Catch the flick
Those of us who work inside the U.N. headquarters eventually grow somewhat blase about finding undersecretaries-general tucked into relatively private third-floor pay phones, or smacking into the secretary-general’s security detail as we round a corner. And celebrities are always signing up to be goodwill ambassadors.
But this is better.
Hollywood finally is going to shoot a movie inside one of the most fabled and recognizable buildings in the country, and the timing probably couldn’t be better.
Bonjour, Nicole Kidman. Ahalan wasalan, Sean Penn. And a big gracias to producer Sydney Pollack, who apparently buttonholed Secretary-General Kofi Annan for permission to shoot the thriller in the U.N. building.
Wire reports describe “The Interpreter” as a thriller about a U.N. multilingualist who overhears a conversation that could cost her her life.
Chilean Ambassador Heraldo Munoz, who presided over the U.N. Security Council in January, told Reuters last week that a senior U.N. official had asked whether the council would consent to the filming.
One could ask how the minicity of a Hollywood production can be grafted into the sometimes-airless world of U.N. regulations and relentless scheduled meetings. The United Nations has not, historically, been Hollywood-friendly.
But with the aged headquarters building falling apart, U.N. officials are desperate to scrape up a billion dollars or more for a major renovation of the glass-walled landmark. With the Bush administration unwilling to play sugar daddy, a little Hollywood exposure probably isn’t a bad thing.
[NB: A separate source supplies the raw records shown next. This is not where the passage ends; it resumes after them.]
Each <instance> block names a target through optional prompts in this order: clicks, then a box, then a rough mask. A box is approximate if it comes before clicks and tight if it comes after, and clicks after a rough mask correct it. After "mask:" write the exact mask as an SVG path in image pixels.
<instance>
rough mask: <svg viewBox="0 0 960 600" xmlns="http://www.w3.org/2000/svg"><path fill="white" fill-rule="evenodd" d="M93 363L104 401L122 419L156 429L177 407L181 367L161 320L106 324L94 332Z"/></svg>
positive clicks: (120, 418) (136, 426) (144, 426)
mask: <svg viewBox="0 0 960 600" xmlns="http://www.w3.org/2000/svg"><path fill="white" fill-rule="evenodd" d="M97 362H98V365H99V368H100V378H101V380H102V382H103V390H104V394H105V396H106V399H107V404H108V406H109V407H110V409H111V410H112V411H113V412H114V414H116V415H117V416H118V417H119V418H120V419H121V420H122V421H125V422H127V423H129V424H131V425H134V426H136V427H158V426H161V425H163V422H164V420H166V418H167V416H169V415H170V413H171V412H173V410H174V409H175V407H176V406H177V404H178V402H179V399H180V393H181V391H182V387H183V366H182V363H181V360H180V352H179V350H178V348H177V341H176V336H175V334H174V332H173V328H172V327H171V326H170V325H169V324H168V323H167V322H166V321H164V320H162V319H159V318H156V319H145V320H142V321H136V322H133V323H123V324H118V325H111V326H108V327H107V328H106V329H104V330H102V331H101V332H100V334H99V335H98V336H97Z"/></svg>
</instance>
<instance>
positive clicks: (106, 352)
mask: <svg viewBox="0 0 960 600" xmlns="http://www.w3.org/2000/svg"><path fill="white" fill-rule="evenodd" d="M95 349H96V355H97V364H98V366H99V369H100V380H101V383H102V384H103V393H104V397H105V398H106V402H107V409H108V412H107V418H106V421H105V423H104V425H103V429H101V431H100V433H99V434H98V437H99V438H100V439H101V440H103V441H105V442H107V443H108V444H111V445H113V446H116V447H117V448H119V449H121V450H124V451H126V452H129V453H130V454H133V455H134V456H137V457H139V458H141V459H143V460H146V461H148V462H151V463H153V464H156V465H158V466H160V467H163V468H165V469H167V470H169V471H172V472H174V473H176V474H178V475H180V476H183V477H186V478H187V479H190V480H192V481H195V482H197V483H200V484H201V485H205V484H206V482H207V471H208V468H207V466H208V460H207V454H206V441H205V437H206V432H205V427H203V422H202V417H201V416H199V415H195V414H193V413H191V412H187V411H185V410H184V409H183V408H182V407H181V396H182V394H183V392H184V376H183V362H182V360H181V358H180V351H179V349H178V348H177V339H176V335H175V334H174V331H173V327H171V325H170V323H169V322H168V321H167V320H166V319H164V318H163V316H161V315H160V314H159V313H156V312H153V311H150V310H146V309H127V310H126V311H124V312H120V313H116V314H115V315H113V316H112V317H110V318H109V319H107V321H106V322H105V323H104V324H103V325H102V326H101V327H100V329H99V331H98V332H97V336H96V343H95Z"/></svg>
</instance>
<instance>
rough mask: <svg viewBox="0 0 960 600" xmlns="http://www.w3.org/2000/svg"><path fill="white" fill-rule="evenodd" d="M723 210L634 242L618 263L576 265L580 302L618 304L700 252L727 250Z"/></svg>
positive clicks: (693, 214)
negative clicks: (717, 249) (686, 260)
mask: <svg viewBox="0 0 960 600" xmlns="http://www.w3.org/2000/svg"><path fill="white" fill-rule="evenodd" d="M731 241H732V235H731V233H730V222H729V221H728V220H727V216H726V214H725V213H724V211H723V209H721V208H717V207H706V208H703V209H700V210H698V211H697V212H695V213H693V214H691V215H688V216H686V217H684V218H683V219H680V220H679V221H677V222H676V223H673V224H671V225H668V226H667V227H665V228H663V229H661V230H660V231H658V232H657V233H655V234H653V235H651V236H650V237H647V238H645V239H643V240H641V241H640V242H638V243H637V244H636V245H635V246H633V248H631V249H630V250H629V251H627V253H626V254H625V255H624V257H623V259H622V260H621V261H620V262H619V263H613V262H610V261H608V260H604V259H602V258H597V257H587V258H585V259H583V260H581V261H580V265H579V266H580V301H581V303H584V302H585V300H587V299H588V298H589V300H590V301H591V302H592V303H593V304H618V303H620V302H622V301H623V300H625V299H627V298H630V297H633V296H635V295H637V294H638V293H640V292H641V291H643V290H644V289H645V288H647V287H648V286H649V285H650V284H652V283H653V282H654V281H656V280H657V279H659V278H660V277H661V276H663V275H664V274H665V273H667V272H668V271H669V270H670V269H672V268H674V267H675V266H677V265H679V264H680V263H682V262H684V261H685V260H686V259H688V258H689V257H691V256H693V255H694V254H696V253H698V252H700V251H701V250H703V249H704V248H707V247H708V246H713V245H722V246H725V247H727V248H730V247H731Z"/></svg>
And let’s face it, a couple of genuine Oscar nominees will do more to improve the organizational image than anything the Department of Public Information can put on the U.N. Web site.
If “The Interpreter” is filmed at the United Nations, it could be a first.
There is no formal consensus on where Alfred Hitchcock filmed the 1959 classic “North by Northwest,” in which an arrogant but innocent Cary Grant is pursued through U.N. corridors and across a grand chamber after being framed for an ambassador’s murder.
U.N. officials say no scenes were shot inside the headquarters building.